[CUBE] ECC when it come to memory

Bumala, Robert W robert.w.bumala at lmco.com
Tue Sep 2 09:56:52 PDT 2003



-----Original Message-----
From: Joost van de Griek [mailto:joost at jvdg.net]
Sent: Tuesday, September 02, 2003 2:06 AM
To: Cube List
Subject: Re: [CUBE] ECC when it come to memory


On 2003-08-18 18:13, Robert W. Bumala wrote:

> I believe you're thinking of EDAC (Error Detection and Correction).
We
> use that for RAM that's exposed to a high radiation environment, such
as
> space.  Normal EEC RAM just has a parity bit, and most IBM Wintel
> machines use it.  Way back when about 5 BM (Before Macintosh), IBM
> decided that the DRAM memory needed a parity bit to detect errors.  It
> didn't fix errors, just crashed the machine with a parity error.
Apple
> figured that if the memory was bad it'd crash all by itself, they
didn't
> need a parity bit.  This is why when you buy memory for a Mac, it has
a
> missing chip, that's the parity bit.  It's fairly useless, but wintel
> machines still use it for some odd reason.  People in the IBM-like
world
> jump through all kinds of hurdles to maintain compatibility with an
old
> obsolete architecture.  That's why they lived with the dreaded 1
> megabyte limit for so long.

>Well, that's stretching things a bit...

>First off, parity SIMMs detect data errors, not memory errors. 

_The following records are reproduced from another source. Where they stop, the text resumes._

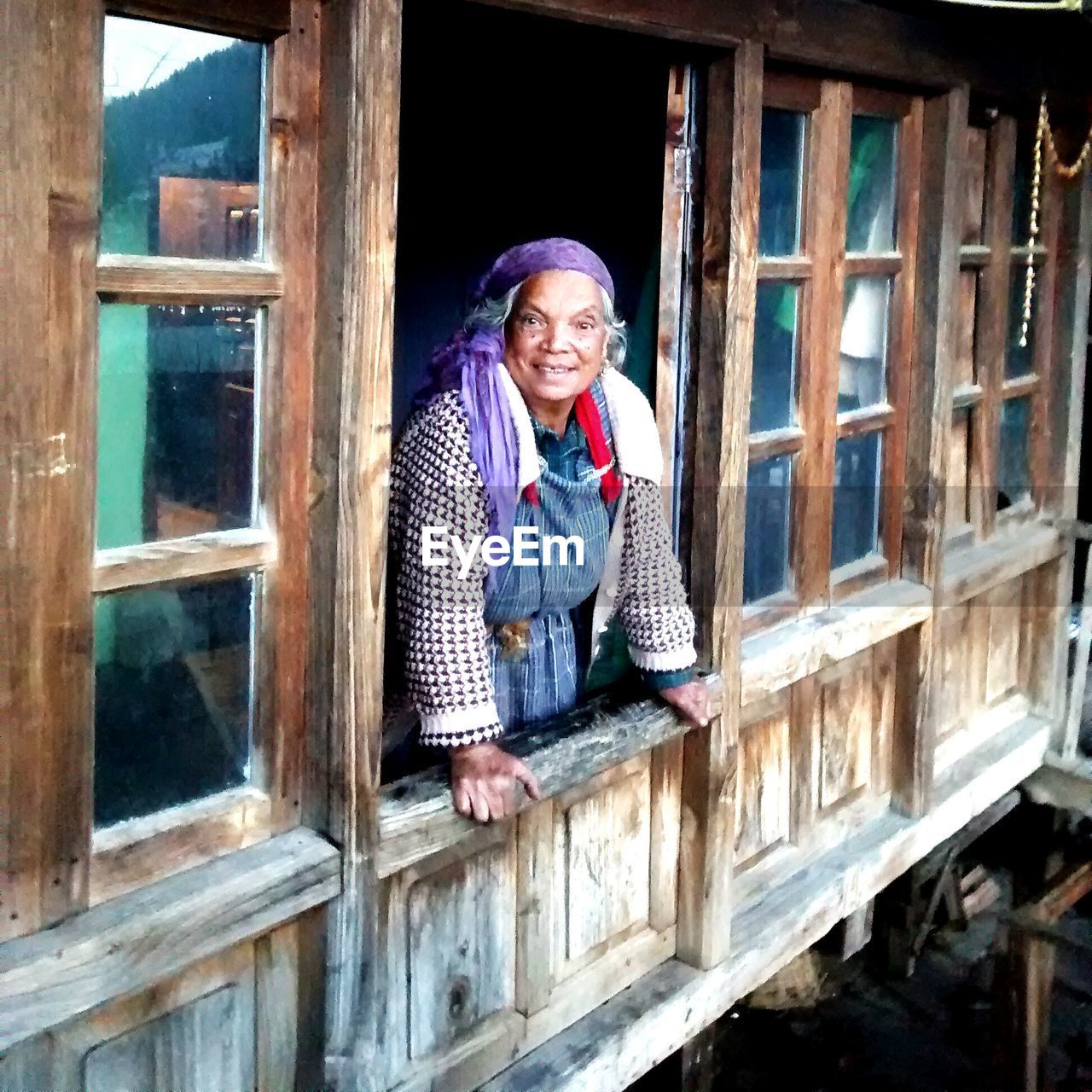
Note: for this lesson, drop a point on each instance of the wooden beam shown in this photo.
(416, 816)
(205, 555)
(621, 1040)
(133, 943)
(852, 38)
(358, 160)
(729, 268)
(928, 444)
(264, 20)
(50, 101)
(125, 279)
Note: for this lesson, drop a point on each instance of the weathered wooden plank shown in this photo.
(729, 264)
(248, 19)
(285, 433)
(130, 279)
(362, 44)
(783, 655)
(416, 817)
(50, 100)
(615, 1044)
(205, 555)
(846, 36)
(928, 445)
(135, 853)
(130, 944)
(534, 937)
(666, 805)
(974, 572)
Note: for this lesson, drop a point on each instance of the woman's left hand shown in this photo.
(693, 700)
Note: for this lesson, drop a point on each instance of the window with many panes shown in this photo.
(830, 380)
(203, 413)
(998, 403)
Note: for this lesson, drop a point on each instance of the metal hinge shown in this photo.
(683, 168)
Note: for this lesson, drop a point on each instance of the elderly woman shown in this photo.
(526, 429)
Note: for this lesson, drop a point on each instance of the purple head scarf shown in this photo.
(470, 362)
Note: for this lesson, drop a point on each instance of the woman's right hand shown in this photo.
(483, 781)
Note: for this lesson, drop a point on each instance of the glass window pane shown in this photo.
(857, 468)
(870, 214)
(176, 421)
(765, 538)
(182, 142)
(862, 379)
(172, 694)
(1019, 359)
(773, 389)
(1014, 479)
(781, 183)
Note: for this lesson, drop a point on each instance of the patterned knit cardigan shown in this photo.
(440, 615)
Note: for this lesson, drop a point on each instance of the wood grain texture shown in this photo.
(285, 430)
(50, 102)
(929, 443)
(135, 942)
(357, 203)
(132, 854)
(615, 1044)
(787, 653)
(416, 816)
(729, 265)
(129, 279)
(248, 19)
(845, 35)
(206, 555)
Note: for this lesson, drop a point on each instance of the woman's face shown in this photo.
(555, 339)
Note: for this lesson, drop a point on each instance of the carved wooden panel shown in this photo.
(764, 793)
(846, 732)
(601, 853)
(461, 947)
(1002, 665)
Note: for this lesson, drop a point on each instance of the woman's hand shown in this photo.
(483, 781)
(694, 701)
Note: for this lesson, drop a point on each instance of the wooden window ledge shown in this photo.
(782, 655)
(615, 1044)
(416, 816)
(132, 943)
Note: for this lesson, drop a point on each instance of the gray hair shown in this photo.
(496, 312)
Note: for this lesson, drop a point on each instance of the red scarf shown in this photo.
(588, 418)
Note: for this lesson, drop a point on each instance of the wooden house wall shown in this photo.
(688, 865)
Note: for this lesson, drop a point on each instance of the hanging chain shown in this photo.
(1044, 137)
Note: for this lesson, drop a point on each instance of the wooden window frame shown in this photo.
(820, 270)
(994, 261)
(282, 284)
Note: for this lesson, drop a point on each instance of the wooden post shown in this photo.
(50, 102)
(357, 195)
(927, 444)
(1066, 408)
(729, 266)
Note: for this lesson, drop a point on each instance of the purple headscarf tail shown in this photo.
(471, 361)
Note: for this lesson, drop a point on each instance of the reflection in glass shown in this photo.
(773, 402)
(176, 421)
(862, 379)
(781, 183)
(1014, 476)
(172, 694)
(182, 142)
(1019, 359)
(765, 537)
(855, 529)
(870, 215)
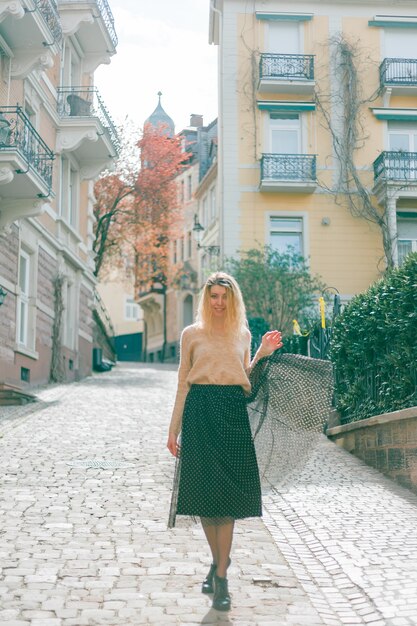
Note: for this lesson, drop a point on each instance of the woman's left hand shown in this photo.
(271, 341)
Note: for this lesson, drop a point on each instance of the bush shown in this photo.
(374, 347)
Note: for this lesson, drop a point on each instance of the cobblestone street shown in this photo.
(89, 545)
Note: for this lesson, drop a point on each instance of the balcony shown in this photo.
(86, 129)
(93, 24)
(294, 173)
(396, 167)
(399, 76)
(398, 171)
(26, 165)
(286, 73)
(23, 152)
(31, 30)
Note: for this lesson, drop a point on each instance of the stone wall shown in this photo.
(387, 442)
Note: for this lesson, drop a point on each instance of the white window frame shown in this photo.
(189, 187)
(300, 28)
(23, 338)
(69, 193)
(403, 129)
(402, 239)
(290, 215)
(213, 204)
(204, 211)
(273, 124)
(71, 60)
(71, 307)
(132, 310)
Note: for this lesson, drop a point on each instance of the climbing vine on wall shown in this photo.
(57, 371)
(342, 113)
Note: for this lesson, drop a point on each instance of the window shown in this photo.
(205, 213)
(212, 203)
(407, 235)
(398, 42)
(284, 133)
(23, 301)
(71, 70)
(189, 187)
(69, 185)
(131, 309)
(189, 243)
(283, 37)
(286, 234)
(69, 314)
(402, 138)
(73, 198)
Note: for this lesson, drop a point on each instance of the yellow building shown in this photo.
(56, 136)
(318, 132)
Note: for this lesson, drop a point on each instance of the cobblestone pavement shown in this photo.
(89, 545)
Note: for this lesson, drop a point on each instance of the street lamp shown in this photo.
(4, 130)
(336, 302)
(198, 230)
(160, 287)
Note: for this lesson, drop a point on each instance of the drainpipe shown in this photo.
(220, 176)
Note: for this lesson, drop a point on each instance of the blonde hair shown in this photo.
(236, 320)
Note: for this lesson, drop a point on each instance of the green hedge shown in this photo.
(374, 347)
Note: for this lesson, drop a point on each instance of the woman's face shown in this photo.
(218, 300)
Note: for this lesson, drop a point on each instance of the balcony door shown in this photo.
(400, 43)
(284, 38)
(407, 235)
(284, 133)
(402, 138)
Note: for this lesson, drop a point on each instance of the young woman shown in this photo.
(217, 476)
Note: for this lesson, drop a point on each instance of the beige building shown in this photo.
(56, 136)
(284, 114)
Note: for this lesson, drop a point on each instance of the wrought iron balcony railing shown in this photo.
(18, 134)
(105, 12)
(49, 11)
(87, 102)
(296, 167)
(398, 72)
(287, 66)
(396, 166)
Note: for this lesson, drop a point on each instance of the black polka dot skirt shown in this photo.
(216, 474)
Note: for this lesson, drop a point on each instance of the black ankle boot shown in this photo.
(221, 600)
(207, 586)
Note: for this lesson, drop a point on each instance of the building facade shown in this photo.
(56, 136)
(305, 157)
(168, 309)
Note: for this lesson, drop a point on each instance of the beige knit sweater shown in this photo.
(209, 360)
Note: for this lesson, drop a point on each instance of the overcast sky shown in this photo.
(163, 46)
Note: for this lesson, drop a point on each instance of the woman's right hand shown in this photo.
(173, 444)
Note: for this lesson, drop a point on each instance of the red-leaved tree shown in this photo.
(137, 210)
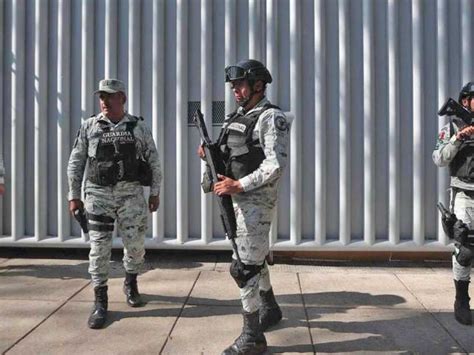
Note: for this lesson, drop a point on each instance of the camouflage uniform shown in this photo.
(255, 206)
(124, 202)
(462, 201)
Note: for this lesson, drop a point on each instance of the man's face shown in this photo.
(468, 103)
(111, 105)
(241, 89)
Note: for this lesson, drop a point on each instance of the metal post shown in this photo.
(320, 124)
(41, 117)
(272, 90)
(181, 121)
(206, 107)
(110, 52)
(442, 27)
(63, 102)
(134, 58)
(296, 129)
(158, 106)
(230, 48)
(369, 129)
(394, 126)
(418, 125)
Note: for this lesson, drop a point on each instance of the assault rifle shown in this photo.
(453, 108)
(216, 166)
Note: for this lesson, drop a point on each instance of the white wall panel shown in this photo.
(361, 80)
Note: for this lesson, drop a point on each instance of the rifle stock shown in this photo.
(216, 166)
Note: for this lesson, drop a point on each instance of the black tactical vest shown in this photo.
(116, 157)
(242, 154)
(462, 166)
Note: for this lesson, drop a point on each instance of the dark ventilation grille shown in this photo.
(218, 111)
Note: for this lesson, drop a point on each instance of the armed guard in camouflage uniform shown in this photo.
(121, 157)
(253, 142)
(455, 149)
(2, 176)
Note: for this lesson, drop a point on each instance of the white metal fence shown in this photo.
(363, 80)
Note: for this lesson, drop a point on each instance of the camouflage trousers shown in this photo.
(105, 205)
(253, 227)
(464, 210)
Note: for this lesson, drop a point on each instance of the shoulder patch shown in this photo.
(281, 124)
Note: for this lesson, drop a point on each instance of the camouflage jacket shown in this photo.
(86, 143)
(272, 131)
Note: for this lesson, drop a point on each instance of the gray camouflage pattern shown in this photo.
(254, 208)
(446, 149)
(86, 146)
(124, 202)
(464, 210)
(128, 207)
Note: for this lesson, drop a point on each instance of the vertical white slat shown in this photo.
(296, 129)
(344, 125)
(230, 48)
(466, 41)
(255, 45)
(320, 123)
(158, 107)
(111, 29)
(394, 126)
(63, 102)
(206, 108)
(134, 58)
(41, 117)
(272, 89)
(182, 121)
(442, 57)
(87, 59)
(18, 119)
(369, 126)
(87, 64)
(2, 109)
(418, 125)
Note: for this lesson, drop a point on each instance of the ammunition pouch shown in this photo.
(144, 173)
(206, 183)
(103, 173)
(463, 255)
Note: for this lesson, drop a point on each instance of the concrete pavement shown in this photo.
(192, 307)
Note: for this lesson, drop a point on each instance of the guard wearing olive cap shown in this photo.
(122, 158)
(455, 149)
(254, 142)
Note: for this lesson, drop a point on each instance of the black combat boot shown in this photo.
(462, 312)
(99, 311)
(130, 288)
(270, 312)
(251, 341)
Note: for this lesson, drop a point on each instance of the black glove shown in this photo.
(460, 232)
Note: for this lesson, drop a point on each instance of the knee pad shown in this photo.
(242, 273)
(463, 255)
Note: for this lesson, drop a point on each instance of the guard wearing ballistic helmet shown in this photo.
(253, 141)
(122, 157)
(455, 149)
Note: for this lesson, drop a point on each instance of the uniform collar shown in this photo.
(257, 107)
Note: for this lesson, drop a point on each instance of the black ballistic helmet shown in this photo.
(467, 90)
(250, 69)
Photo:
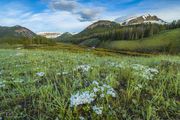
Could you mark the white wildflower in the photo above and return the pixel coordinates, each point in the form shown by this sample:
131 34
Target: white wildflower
81 118
84 68
41 74
97 110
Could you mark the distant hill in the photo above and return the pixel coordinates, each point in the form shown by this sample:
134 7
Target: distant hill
140 19
64 36
167 41
92 31
15 32
49 34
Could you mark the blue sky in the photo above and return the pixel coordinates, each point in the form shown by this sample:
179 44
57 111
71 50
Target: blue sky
75 15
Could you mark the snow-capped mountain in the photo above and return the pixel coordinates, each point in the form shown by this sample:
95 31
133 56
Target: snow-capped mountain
49 34
140 19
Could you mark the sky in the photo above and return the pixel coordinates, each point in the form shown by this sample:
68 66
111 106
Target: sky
75 15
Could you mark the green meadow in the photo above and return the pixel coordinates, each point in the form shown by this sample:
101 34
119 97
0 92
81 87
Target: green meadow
66 85
165 41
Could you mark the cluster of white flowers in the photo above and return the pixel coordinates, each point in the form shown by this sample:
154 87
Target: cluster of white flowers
87 97
2 84
82 98
144 71
116 64
97 110
18 81
104 89
40 74
63 73
84 68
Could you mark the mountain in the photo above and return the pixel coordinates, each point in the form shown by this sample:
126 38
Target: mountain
94 30
64 36
49 34
141 19
15 32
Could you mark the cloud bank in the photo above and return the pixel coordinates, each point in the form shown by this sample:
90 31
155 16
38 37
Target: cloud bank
75 15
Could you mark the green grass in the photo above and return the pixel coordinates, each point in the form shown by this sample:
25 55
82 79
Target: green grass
168 41
25 95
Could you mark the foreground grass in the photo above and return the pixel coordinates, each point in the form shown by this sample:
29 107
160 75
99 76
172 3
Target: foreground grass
39 84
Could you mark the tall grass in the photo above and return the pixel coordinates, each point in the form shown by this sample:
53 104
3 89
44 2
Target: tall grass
38 84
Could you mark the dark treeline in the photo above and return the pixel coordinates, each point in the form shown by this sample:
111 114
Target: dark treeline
27 41
133 32
136 32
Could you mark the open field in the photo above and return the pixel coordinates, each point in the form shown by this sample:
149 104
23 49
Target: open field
61 84
165 41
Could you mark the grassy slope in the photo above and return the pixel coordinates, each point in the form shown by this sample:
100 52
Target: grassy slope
156 42
25 95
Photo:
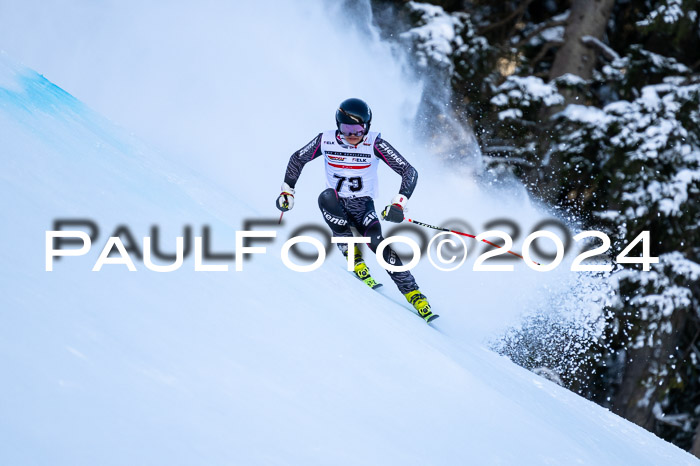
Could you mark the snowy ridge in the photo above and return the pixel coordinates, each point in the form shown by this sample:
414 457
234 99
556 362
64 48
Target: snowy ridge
265 366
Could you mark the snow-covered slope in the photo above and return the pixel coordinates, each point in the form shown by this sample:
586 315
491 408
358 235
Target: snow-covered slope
263 366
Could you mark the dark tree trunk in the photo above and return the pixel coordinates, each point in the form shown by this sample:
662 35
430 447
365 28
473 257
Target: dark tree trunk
626 402
587 18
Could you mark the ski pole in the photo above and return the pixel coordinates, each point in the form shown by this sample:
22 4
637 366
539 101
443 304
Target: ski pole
464 234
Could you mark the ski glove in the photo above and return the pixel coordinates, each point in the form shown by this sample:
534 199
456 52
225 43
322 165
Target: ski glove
394 211
286 200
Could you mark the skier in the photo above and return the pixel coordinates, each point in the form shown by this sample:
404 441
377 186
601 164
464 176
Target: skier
351 154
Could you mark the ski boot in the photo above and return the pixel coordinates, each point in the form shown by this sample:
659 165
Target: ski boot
420 303
361 270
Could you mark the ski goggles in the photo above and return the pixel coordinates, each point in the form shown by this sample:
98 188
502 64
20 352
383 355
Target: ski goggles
352 130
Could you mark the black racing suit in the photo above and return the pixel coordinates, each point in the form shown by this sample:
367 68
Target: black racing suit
341 213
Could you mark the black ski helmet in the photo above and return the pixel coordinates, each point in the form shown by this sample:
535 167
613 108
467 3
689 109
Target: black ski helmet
354 112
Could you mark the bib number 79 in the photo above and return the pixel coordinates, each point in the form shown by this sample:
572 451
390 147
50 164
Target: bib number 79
354 183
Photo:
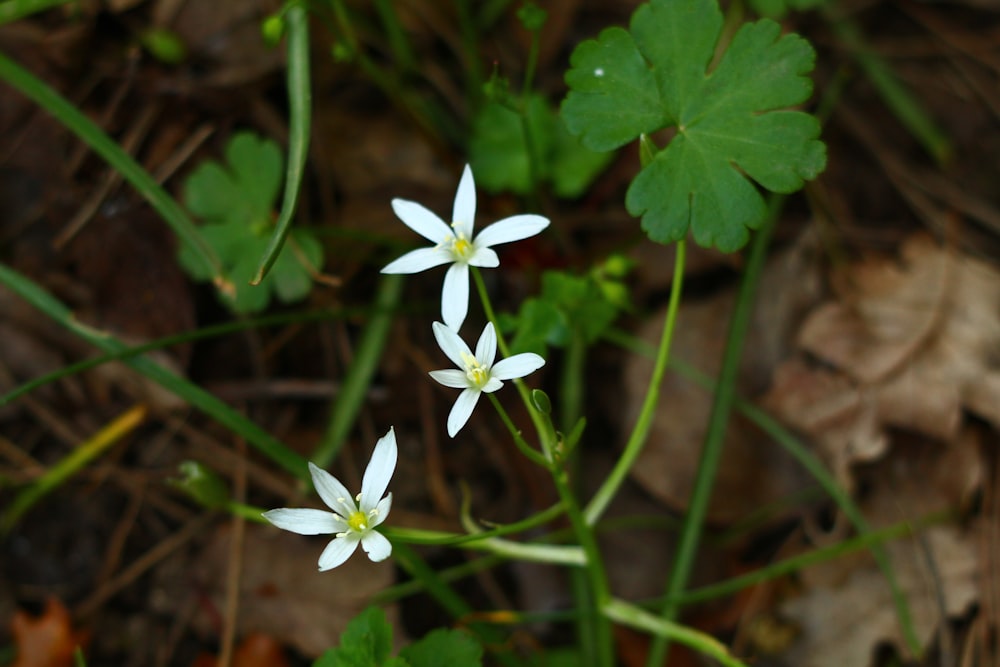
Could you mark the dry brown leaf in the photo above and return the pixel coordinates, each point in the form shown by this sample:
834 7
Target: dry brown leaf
282 594
666 467
48 640
846 609
912 344
923 332
256 650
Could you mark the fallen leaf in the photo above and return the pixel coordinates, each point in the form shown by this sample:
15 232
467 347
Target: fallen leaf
937 570
909 344
48 640
921 332
282 593
256 650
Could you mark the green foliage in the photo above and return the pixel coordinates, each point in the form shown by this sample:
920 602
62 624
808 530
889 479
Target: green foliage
164 45
733 122
201 484
367 642
235 202
444 647
570 305
508 151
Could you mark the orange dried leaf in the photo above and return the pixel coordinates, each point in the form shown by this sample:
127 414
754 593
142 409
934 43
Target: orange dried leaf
48 640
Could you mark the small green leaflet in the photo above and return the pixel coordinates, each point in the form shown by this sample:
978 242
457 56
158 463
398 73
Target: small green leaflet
367 642
235 201
733 122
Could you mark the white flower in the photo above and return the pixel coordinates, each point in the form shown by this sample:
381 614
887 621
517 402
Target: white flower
455 245
353 519
477 373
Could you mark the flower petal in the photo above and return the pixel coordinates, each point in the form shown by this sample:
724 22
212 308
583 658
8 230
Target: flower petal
514 228
339 550
306 521
379 471
462 410
455 295
421 220
517 366
485 258
382 510
419 260
491 386
334 494
486 348
464 212
451 377
376 546
451 344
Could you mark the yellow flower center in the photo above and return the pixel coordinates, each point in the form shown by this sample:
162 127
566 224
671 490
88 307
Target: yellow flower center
474 370
461 247
358 521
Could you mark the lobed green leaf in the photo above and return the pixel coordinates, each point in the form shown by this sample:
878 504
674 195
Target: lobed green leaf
733 122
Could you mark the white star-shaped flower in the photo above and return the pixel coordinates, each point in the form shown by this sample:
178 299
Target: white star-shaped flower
476 373
353 518
455 245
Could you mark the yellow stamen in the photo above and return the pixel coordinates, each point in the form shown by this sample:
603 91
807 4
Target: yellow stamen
358 521
474 370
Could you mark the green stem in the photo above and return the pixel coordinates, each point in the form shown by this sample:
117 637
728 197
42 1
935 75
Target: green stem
598 631
571 382
635 617
537 418
869 540
896 96
451 601
813 466
193 394
85 129
599 593
170 341
606 493
12 10
419 536
355 386
522 444
396 34
711 452
299 101
71 464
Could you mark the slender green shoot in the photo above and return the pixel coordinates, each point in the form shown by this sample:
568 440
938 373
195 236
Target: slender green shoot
355 386
13 10
299 102
711 453
606 493
640 619
85 129
264 442
93 447
897 97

I guess I don't appreciate the difference.  I guess you could say that
there are two sources of errors, the memory or the parity generator /
checker.  If the data error originates elsewhere the parity is applied
and checked without a problem.

>Secondly,
>while a data error in application code may cause a machine to crash,
hang,
>or behave erratically, a data error in actual data will cause it to run
just
>fine, but with errors in your results (garbage in, garbage out). This
is the
>main reason that many professional computer hardware manufacturers use
>parity memory, such as IBM, SGI and Sun.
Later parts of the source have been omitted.